Based on previous literature, very few studies have examined the spatiotemporal patterns of crop production in the Texas High Plains. Therefore, this research adds to the existing literature by analyzing county-level, time-series data on crop production. In particular, several exploratory data analysis techniques were employed to examine and visualize changes in spatiotemporal patterns of crop production in this region over the past 40 years.

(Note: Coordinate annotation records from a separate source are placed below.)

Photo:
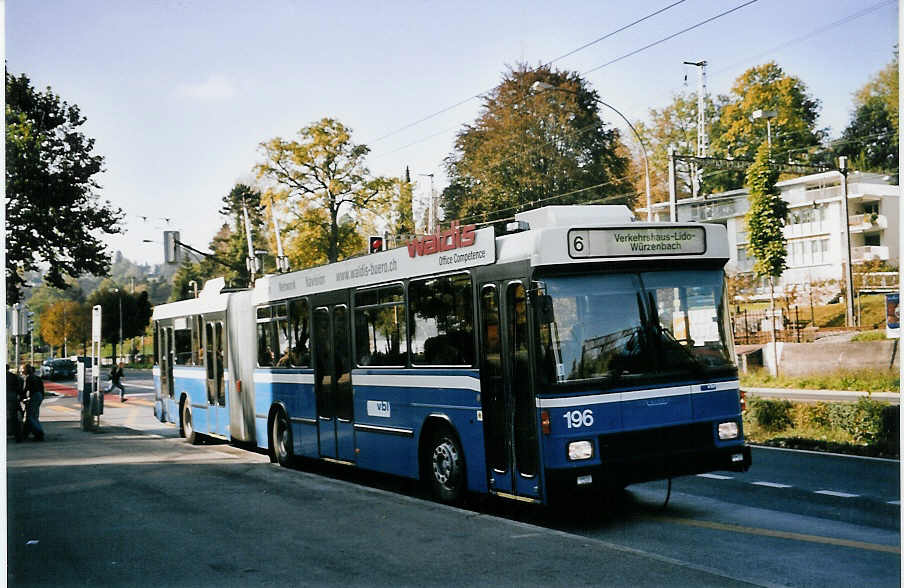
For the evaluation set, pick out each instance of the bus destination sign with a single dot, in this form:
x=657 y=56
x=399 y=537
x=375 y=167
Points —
x=636 y=242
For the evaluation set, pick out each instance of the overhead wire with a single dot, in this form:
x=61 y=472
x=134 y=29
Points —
x=669 y=37
x=806 y=36
x=479 y=94
x=617 y=59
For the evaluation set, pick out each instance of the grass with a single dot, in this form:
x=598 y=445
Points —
x=864 y=380
x=870 y=336
x=866 y=427
x=871 y=311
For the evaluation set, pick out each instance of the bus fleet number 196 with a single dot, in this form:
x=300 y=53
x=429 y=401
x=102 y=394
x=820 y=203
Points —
x=577 y=419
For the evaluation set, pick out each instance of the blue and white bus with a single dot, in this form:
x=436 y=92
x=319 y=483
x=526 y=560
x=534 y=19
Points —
x=580 y=350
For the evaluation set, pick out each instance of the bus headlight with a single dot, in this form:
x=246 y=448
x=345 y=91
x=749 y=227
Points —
x=728 y=430
x=580 y=450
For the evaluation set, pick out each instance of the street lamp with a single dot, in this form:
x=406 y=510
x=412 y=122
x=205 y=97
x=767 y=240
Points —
x=120 y=323
x=543 y=86
x=768 y=115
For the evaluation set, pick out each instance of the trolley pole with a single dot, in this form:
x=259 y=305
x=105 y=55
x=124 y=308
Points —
x=846 y=245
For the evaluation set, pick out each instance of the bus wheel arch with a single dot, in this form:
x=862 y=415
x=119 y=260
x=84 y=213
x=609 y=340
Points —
x=280 y=446
x=442 y=460
x=186 y=426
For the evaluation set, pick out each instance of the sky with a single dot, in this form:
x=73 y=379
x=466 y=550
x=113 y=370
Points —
x=180 y=94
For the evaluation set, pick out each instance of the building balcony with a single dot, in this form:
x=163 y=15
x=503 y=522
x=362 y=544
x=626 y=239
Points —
x=878 y=281
x=869 y=253
x=860 y=223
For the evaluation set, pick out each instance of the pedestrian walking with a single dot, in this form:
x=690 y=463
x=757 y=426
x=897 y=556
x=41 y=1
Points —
x=34 y=396
x=14 y=414
x=116 y=377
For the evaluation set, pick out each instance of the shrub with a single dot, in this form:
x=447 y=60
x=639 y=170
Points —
x=890 y=428
x=771 y=415
x=869 y=336
x=811 y=415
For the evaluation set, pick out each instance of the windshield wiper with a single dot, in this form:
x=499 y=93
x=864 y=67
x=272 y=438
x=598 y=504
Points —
x=663 y=335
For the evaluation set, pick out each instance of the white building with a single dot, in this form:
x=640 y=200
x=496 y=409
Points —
x=814 y=230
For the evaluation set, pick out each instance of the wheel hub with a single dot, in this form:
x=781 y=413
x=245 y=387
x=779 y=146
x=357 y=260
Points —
x=445 y=463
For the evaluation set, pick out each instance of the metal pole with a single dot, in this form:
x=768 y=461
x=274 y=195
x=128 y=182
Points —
x=673 y=187
x=643 y=152
x=543 y=86
x=846 y=245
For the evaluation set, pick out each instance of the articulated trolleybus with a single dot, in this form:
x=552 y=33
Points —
x=580 y=350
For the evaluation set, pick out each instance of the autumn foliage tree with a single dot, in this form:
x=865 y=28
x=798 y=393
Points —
x=322 y=181
x=531 y=147
x=53 y=213
x=66 y=322
x=794 y=133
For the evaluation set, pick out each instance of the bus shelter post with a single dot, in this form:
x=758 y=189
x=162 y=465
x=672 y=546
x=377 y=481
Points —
x=91 y=395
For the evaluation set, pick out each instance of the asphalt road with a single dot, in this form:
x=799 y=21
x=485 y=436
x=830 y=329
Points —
x=134 y=505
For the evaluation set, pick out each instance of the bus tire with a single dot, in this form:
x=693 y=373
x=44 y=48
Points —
x=186 y=426
x=446 y=467
x=281 y=439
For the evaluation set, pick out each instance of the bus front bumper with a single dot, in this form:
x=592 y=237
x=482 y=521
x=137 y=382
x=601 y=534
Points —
x=624 y=470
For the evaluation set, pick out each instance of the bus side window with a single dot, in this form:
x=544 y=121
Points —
x=442 y=320
x=299 y=327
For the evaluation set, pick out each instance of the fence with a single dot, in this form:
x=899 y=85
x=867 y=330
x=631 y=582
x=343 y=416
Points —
x=751 y=327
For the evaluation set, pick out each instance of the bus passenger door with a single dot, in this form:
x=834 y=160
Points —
x=332 y=382
x=509 y=411
x=165 y=398
x=217 y=415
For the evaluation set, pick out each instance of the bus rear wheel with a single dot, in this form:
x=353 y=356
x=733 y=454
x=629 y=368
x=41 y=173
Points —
x=447 y=467
x=188 y=429
x=281 y=440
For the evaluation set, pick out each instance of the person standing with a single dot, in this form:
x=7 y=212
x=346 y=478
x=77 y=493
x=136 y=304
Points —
x=34 y=396
x=116 y=376
x=13 y=397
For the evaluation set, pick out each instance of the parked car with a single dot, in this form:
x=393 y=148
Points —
x=58 y=369
x=46 y=368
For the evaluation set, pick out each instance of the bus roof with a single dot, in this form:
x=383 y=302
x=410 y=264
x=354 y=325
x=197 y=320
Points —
x=551 y=235
x=210 y=299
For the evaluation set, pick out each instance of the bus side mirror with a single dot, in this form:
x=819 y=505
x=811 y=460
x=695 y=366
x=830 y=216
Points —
x=544 y=309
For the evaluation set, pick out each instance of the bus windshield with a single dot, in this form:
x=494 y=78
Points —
x=609 y=326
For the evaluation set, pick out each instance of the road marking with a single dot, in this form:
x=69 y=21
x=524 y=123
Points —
x=59 y=407
x=838 y=494
x=715 y=477
x=780 y=534
x=771 y=485
x=74 y=487
x=826 y=453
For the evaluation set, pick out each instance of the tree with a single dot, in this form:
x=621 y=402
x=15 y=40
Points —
x=190 y=271
x=794 y=132
x=308 y=235
x=765 y=220
x=766 y=217
x=231 y=243
x=136 y=313
x=870 y=140
x=323 y=170
x=53 y=214
x=528 y=148
x=66 y=322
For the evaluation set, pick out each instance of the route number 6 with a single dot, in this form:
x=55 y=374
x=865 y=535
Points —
x=578 y=243
x=577 y=419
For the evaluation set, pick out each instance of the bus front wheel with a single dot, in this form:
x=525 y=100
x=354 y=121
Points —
x=447 y=467
x=281 y=439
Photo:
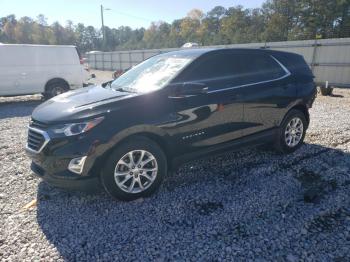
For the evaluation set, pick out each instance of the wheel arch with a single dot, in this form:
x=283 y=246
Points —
x=157 y=137
x=302 y=108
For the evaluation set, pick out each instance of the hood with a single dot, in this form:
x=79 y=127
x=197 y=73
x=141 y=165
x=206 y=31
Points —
x=78 y=104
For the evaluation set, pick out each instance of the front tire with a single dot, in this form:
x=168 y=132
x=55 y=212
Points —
x=291 y=133
x=135 y=169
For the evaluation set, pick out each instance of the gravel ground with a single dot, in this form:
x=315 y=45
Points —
x=249 y=205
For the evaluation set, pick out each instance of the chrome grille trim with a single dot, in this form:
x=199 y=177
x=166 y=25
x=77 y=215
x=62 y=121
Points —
x=34 y=138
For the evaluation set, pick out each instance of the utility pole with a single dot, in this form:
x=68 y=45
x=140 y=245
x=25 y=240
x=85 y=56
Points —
x=103 y=29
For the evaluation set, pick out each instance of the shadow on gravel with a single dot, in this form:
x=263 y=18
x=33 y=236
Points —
x=222 y=206
x=10 y=109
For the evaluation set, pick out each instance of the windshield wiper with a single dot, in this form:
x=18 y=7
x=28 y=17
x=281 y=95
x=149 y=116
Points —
x=122 y=89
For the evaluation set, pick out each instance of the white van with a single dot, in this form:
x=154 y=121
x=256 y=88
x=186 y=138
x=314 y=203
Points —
x=46 y=69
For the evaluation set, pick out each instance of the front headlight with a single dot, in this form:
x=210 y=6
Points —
x=77 y=128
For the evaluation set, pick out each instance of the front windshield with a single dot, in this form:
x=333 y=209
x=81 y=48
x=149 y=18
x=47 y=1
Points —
x=152 y=74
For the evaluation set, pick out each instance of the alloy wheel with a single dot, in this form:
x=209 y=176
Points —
x=136 y=171
x=294 y=132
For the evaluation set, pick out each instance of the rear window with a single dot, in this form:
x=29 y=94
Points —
x=240 y=68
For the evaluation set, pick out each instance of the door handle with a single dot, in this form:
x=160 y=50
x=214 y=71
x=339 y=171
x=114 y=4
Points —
x=287 y=86
x=235 y=96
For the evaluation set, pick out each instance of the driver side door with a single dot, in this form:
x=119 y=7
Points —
x=213 y=117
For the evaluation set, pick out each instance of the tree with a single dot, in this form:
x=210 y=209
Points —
x=276 y=20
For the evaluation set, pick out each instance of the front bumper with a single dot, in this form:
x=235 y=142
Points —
x=68 y=180
x=51 y=162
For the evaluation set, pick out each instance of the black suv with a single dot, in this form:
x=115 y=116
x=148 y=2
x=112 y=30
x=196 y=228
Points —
x=129 y=132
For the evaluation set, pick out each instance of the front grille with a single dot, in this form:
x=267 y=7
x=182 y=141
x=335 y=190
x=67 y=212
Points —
x=37 y=139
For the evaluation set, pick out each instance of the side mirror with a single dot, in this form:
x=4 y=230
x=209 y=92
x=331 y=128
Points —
x=106 y=83
x=193 y=88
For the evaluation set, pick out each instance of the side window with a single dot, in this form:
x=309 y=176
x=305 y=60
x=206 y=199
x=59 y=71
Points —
x=211 y=68
x=260 y=67
x=229 y=70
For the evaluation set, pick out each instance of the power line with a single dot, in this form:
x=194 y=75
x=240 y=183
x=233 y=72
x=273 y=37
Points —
x=129 y=15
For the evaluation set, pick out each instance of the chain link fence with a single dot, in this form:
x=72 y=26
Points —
x=329 y=59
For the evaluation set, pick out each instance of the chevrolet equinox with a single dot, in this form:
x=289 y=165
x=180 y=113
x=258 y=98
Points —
x=127 y=133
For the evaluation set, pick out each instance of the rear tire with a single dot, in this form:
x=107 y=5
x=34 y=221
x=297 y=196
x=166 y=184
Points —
x=126 y=179
x=55 y=88
x=326 y=91
x=291 y=132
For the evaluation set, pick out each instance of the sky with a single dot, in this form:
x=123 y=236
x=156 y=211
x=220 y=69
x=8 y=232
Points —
x=133 y=13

Few studies have examined the spatiotemporal patterns of agricultural production in the Texas High Plains. In addition, most of these studies on the evolution of regional economic activity in this region have focused mainly on the impacts of one-time major events. To help regional producers and the public make better and more informed decisions, it is essential to have visuals that communicate complex information about the spatiotemporal dynamics of changes in regional economic activity as a simple value. Therefore, this study examines the historical changes in spatiotemporal patterns of crop production in the Texas High Plains from the perspective of geographical concentration and spatial autocorrelation. Specifically, this study attempts to answer the following research questions: (i) Does the pattern of geographical concentration of corn and wheat crop production show spatial trends and if so, do those trends change over time? (ii) Is there any spatial dependence in the production of major crops (corn and wheat) across the counties of the Texas High Plains?

From this research, regional producers and the public will benefit from the ability to access and visualize the spatial and temporal patterns of regional crop production activity information. Further, considering the spatiotemporal change of cropping patterns in the Texas High Plains, the results of this study may provide information to policy makers about where conversion to non-irrigated varieties may occur first as dependence on irrigation water from Ogallala Aquifer is reduced.

2. Materials and Methods

This section explains the study area, methods, and data sources for this study.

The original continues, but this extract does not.